The verdict was handed down by Oksana Demyasheva, the presiding judge, at St Petersburg’s Vasileostrovsky district court. Demyasheva’s ruling was greeted by chants of “shame!” directed at her by Skochilenko’s supporters, and expressions of solidarity with the artist.
The artist blew kisses, formed a heart with her hands, bowed, exchanged tearful words with her girlfriend and gave the victory sign from her courtroom cage. Throughout her trial she was greeted by cheers of support when being led in by guards.
Skochilenko, 33, was arrested in April 2022, less than two months after Russia’s invasion of Ukraine. Her arrest resulted from a complaint filed to police by a pensioner who was reported to have been especially angered by one of the labels, which read: “The Russian army bombed an art school in Mariupol. About 400 people were hiding in it from shelling."
Skochilenko was found guilty of “knowingly spreading false information” about the Russian military, part of a raft of laws that were passed in Russia after the invasion to further quash freedom of speech. Prosecutors had asked that Skochilenko be given an eight-year sentence; the slightly shorter sentence Demyasheva decided on took into account the time the artist had already served.
The judge did not take into account the several illnesses from which Skochilenko suffers, including celiac disease and a heart condition. Her defence argued that she could die in prison due to lack of medical care.
In her final statement in court on Thursday, which was posted in audio form by opposition media, Skochilenko spoke of the absurdity of her case, the warmongering of the Russian state and the meaning of freedom.
In a translation posted on Mediazona, the human rights news site founded by protest group Pussy Riot’s Nadya Tolokonnikova and Masha Alekhina, she said: “My case is so bizarre and ludicrous that even employees at the detention centre #5 [the pre-trial centre in which she was being held] are astonished, exclaiming: ‘Do they really put people in prison for this now?’
“Wars are waged by warriors, but peace is brought by pacifists,” said Skochilenko. “Imprisoning pacifists only delays the advent of long-awaited peace.”

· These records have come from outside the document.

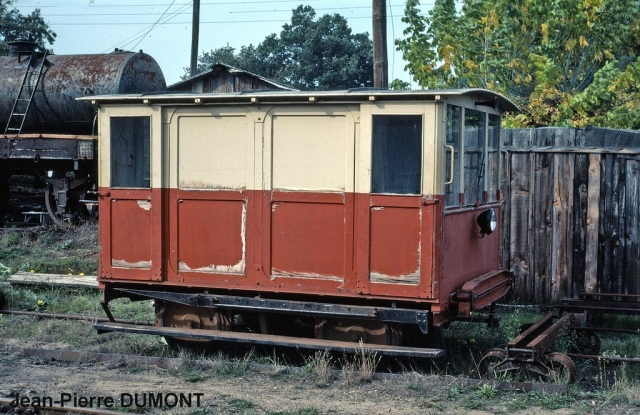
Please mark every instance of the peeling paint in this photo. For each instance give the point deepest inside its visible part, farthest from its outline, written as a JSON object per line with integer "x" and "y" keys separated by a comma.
{"x": 121, "y": 263}
{"x": 144, "y": 204}
{"x": 219, "y": 269}
{"x": 200, "y": 185}
{"x": 275, "y": 273}
{"x": 238, "y": 268}
{"x": 412, "y": 279}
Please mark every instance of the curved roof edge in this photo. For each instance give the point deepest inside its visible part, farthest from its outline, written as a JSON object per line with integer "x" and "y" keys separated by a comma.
{"x": 485, "y": 97}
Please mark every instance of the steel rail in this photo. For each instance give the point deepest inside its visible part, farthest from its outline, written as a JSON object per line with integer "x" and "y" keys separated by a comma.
{"x": 72, "y": 317}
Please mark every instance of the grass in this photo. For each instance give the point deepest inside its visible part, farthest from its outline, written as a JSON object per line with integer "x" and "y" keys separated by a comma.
{"x": 49, "y": 249}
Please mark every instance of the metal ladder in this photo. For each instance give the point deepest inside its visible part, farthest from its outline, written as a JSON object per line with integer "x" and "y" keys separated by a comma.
{"x": 25, "y": 94}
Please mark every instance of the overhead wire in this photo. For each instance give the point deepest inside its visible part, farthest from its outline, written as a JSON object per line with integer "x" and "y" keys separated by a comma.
{"x": 153, "y": 26}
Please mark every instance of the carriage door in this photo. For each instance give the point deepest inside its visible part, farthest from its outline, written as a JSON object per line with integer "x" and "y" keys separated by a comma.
{"x": 211, "y": 174}
{"x": 129, "y": 240}
{"x": 400, "y": 220}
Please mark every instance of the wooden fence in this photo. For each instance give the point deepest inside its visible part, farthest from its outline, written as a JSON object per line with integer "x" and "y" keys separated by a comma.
{"x": 571, "y": 220}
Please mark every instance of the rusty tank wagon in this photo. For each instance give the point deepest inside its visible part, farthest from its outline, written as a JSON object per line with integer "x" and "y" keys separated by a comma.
{"x": 47, "y": 132}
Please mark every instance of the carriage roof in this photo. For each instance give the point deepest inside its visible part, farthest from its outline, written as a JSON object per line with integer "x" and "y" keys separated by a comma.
{"x": 482, "y": 97}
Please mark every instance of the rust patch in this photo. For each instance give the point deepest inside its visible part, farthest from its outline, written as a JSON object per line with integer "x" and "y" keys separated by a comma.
{"x": 120, "y": 263}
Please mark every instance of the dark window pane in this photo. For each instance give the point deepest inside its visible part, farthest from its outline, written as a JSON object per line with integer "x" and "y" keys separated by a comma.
{"x": 397, "y": 154}
{"x": 493, "y": 157}
{"x": 474, "y": 161}
{"x": 130, "y": 152}
{"x": 453, "y": 129}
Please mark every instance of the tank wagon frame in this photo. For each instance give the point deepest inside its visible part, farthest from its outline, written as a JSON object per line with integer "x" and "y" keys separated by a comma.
{"x": 47, "y": 132}
{"x": 309, "y": 219}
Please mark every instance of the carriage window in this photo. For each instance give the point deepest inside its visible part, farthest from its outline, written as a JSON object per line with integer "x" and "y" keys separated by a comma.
{"x": 453, "y": 129}
{"x": 493, "y": 157}
{"x": 474, "y": 160}
{"x": 130, "y": 152}
{"x": 397, "y": 154}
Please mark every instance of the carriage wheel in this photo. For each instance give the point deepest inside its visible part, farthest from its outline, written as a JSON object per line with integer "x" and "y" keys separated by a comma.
{"x": 187, "y": 318}
{"x": 488, "y": 366}
{"x": 587, "y": 342}
{"x": 561, "y": 368}
{"x": 353, "y": 330}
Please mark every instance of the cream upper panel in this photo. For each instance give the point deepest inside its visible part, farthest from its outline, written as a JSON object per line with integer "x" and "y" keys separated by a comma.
{"x": 309, "y": 148}
{"x": 209, "y": 148}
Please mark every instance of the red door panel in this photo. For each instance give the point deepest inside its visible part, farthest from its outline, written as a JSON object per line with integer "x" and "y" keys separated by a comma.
{"x": 211, "y": 236}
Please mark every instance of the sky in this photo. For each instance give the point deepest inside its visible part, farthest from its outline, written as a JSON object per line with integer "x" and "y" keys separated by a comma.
{"x": 162, "y": 28}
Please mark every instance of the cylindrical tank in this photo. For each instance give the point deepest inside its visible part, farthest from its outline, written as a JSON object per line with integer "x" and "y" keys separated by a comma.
{"x": 54, "y": 108}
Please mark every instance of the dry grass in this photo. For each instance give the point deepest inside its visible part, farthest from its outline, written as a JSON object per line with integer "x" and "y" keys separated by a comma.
{"x": 361, "y": 367}
{"x": 321, "y": 367}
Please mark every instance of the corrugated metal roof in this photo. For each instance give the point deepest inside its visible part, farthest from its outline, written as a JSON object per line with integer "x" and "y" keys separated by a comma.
{"x": 231, "y": 69}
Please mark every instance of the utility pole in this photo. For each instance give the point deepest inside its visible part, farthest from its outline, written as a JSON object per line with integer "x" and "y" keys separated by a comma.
{"x": 195, "y": 34}
{"x": 380, "y": 63}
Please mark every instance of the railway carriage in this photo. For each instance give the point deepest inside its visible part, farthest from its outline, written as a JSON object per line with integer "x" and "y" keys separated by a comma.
{"x": 314, "y": 219}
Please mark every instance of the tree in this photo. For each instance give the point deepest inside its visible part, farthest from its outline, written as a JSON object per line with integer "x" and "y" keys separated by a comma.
{"x": 14, "y": 25}
{"x": 309, "y": 54}
{"x": 543, "y": 54}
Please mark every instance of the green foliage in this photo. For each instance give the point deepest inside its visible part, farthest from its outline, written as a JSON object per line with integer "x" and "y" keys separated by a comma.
{"x": 50, "y": 249}
{"x": 309, "y": 54}
{"x": 13, "y": 25}
{"x": 565, "y": 62}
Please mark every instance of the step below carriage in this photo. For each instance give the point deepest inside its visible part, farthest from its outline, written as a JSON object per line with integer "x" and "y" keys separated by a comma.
{"x": 307, "y": 219}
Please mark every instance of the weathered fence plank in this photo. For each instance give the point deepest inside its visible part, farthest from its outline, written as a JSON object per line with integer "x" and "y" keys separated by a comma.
{"x": 632, "y": 230}
{"x": 571, "y": 220}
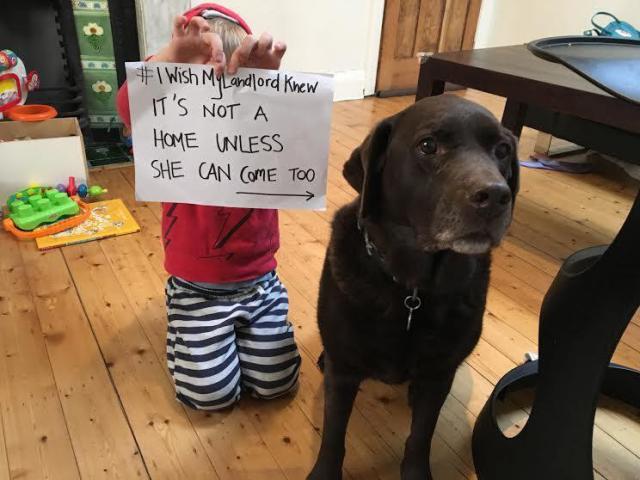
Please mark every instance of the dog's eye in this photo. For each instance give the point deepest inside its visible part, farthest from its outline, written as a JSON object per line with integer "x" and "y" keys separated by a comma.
{"x": 502, "y": 150}
{"x": 428, "y": 146}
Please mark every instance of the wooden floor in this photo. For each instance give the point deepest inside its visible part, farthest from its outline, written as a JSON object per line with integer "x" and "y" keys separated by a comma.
{"x": 85, "y": 393}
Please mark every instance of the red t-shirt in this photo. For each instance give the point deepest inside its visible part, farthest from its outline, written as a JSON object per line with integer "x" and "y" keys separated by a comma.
{"x": 214, "y": 244}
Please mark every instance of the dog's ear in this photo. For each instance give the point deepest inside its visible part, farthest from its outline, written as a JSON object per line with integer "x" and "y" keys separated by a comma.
{"x": 363, "y": 168}
{"x": 514, "y": 166}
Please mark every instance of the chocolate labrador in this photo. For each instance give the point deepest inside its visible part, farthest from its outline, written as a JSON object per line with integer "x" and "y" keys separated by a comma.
{"x": 404, "y": 284}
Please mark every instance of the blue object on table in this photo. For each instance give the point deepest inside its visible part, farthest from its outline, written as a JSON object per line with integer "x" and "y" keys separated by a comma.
{"x": 615, "y": 28}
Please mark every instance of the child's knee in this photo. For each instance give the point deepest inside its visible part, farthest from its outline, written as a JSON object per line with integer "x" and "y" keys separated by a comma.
{"x": 218, "y": 396}
{"x": 273, "y": 383}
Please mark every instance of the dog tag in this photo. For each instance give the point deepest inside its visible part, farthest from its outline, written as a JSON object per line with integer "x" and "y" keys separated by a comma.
{"x": 412, "y": 303}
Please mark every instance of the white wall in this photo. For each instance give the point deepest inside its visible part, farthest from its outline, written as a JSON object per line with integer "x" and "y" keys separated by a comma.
{"x": 510, "y": 22}
{"x": 341, "y": 37}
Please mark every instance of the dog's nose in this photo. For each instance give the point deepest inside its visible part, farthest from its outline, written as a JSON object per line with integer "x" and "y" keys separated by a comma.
{"x": 491, "y": 200}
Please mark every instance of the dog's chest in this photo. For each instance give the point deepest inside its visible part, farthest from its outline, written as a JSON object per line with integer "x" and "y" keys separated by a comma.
{"x": 395, "y": 353}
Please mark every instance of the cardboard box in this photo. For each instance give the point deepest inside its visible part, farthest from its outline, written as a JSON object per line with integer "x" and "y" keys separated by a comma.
{"x": 53, "y": 153}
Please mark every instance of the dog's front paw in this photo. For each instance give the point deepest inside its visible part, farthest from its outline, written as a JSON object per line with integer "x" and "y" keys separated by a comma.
{"x": 321, "y": 472}
{"x": 415, "y": 472}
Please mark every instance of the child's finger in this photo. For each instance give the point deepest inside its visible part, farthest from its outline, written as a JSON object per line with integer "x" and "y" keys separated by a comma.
{"x": 217, "y": 58}
{"x": 198, "y": 25}
{"x": 178, "y": 25}
{"x": 242, "y": 54}
{"x": 279, "y": 49}
{"x": 264, "y": 44}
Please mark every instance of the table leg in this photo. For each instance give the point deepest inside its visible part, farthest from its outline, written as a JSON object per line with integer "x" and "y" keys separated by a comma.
{"x": 513, "y": 116}
{"x": 428, "y": 86}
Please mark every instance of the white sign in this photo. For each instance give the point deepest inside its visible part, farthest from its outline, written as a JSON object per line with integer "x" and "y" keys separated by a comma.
{"x": 258, "y": 139}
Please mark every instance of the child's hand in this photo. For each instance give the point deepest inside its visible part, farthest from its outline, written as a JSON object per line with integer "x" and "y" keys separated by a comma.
{"x": 193, "y": 42}
{"x": 254, "y": 53}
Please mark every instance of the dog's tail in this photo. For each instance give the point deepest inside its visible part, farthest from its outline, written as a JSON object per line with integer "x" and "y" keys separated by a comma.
{"x": 320, "y": 362}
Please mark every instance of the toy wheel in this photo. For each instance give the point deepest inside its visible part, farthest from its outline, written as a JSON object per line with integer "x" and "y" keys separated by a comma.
{"x": 31, "y": 113}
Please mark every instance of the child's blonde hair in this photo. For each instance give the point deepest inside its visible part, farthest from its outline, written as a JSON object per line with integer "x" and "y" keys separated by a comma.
{"x": 230, "y": 32}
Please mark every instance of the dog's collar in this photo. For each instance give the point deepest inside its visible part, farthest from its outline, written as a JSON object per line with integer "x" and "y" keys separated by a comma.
{"x": 413, "y": 301}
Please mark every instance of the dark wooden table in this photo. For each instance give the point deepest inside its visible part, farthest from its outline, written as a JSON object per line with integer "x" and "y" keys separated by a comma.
{"x": 542, "y": 95}
{"x": 597, "y": 291}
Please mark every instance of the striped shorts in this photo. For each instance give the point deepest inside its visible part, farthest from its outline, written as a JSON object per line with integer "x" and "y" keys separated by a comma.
{"x": 221, "y": 343}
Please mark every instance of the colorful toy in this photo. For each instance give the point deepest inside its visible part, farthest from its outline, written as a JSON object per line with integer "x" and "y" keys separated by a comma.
{"x": 91, "y": 192}
{"x": 15, "y": 82}
{"x": 96, "y": 190}
{"x": 71, "y": 187}
{"x": 36, "y": 206}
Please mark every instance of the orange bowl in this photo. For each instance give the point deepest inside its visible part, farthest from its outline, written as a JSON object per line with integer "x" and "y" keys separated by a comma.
{"x": 31, "y": 113}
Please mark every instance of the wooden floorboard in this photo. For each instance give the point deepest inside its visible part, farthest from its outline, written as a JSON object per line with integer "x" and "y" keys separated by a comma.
{"x": 84, "y": 389}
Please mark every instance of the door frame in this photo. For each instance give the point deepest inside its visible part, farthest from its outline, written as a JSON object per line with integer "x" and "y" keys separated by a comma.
{"x": 372, "y": 59}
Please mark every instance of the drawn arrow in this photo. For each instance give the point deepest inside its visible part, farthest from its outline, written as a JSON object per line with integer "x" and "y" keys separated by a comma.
{"x": 309, "y": 195}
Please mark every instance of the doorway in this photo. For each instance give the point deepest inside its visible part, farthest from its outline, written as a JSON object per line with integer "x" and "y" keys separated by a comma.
{"x": 412, "y": 28}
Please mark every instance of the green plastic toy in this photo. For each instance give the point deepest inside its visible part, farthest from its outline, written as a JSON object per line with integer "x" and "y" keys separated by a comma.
{"x": 34, "y": 206}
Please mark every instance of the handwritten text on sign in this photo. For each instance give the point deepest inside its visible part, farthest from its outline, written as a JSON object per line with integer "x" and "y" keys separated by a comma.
{"x": 258, "y": 139}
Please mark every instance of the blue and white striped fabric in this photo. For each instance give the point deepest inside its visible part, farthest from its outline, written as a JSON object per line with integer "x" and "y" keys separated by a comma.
{"x": 220, "y": 343}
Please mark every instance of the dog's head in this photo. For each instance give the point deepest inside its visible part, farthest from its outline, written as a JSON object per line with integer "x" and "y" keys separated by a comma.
{"x": 443, "y": 167}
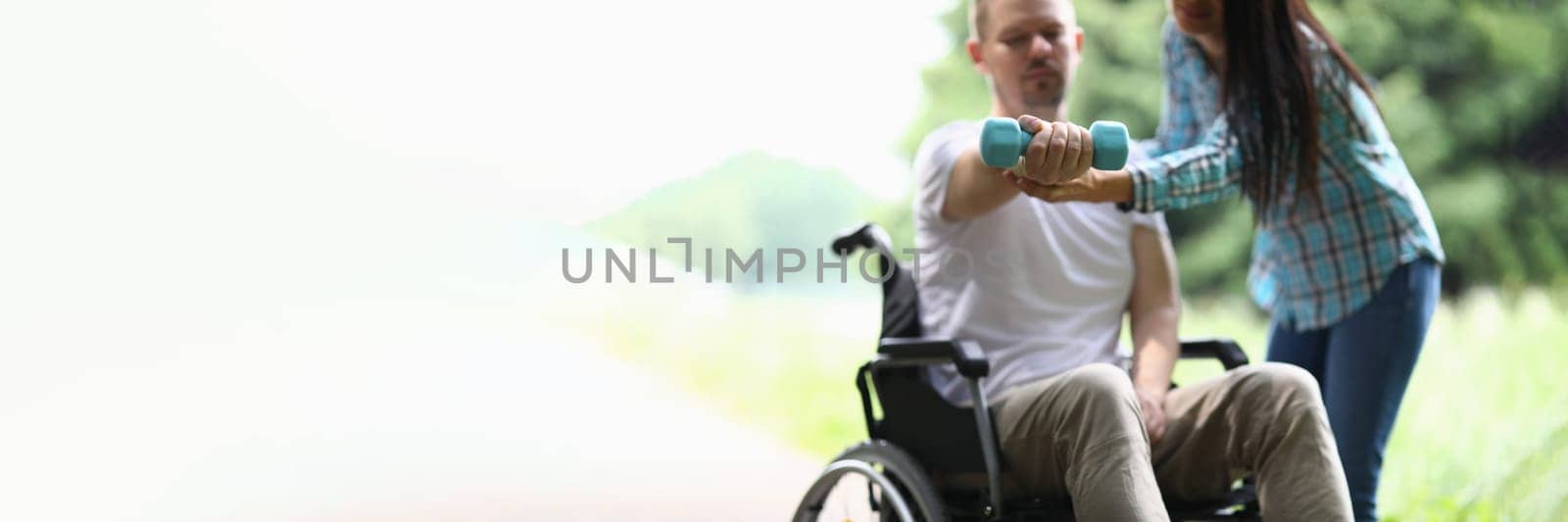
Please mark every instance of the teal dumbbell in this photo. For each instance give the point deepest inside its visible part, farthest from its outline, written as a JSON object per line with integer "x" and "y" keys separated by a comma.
{"x": 1001, "y": 143}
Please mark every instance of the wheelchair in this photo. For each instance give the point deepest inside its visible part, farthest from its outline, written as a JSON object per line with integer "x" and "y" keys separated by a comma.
{"x": 922, "y": 436}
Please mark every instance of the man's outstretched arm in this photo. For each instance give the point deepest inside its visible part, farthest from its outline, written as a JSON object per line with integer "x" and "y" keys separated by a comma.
{"x": 974, "y": 187}
{"x": 1154, "y": 310}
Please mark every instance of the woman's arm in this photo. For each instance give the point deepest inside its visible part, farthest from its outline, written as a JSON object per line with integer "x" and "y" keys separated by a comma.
{"x": 1188, "y": 177}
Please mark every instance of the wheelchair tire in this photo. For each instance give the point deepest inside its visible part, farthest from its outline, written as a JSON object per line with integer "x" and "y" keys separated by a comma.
{"x": 902, "y": 470}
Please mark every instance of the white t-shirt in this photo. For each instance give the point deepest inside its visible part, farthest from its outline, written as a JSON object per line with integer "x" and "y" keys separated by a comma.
{"x": 1040, "y": 286}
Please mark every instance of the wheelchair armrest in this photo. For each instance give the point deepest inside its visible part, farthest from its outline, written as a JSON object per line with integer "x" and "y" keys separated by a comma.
{"x": 1225, "y": 350}
{"x": 963, "y": 353}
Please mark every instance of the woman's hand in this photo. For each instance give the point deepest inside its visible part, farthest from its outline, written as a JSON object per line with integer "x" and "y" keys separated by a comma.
{"x": 1057, "y": 153}
{"x": 1092, "y": 187}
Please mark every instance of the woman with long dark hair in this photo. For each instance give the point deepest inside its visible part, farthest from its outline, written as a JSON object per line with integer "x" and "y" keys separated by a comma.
{"x": 1262, "y": 102}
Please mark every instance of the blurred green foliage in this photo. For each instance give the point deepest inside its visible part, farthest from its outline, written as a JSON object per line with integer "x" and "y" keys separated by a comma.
{"x": 1474, "y": 94}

She said that “despite being behind bars,” she is “freer than you,” and continued: “I’m not afraid to be different from others. Perhaps that’s why my state is so afraid of me and others like me and keeps me caged like a dangerous animal.”
Polina Sadovskaya, the sdvocacy and Eurasia director at PEN America said in a statement: “Rule of law in Russia has become a sham, and barbaric responses like this to art and protest only underscore the government’s desperate need to influence public opinion.”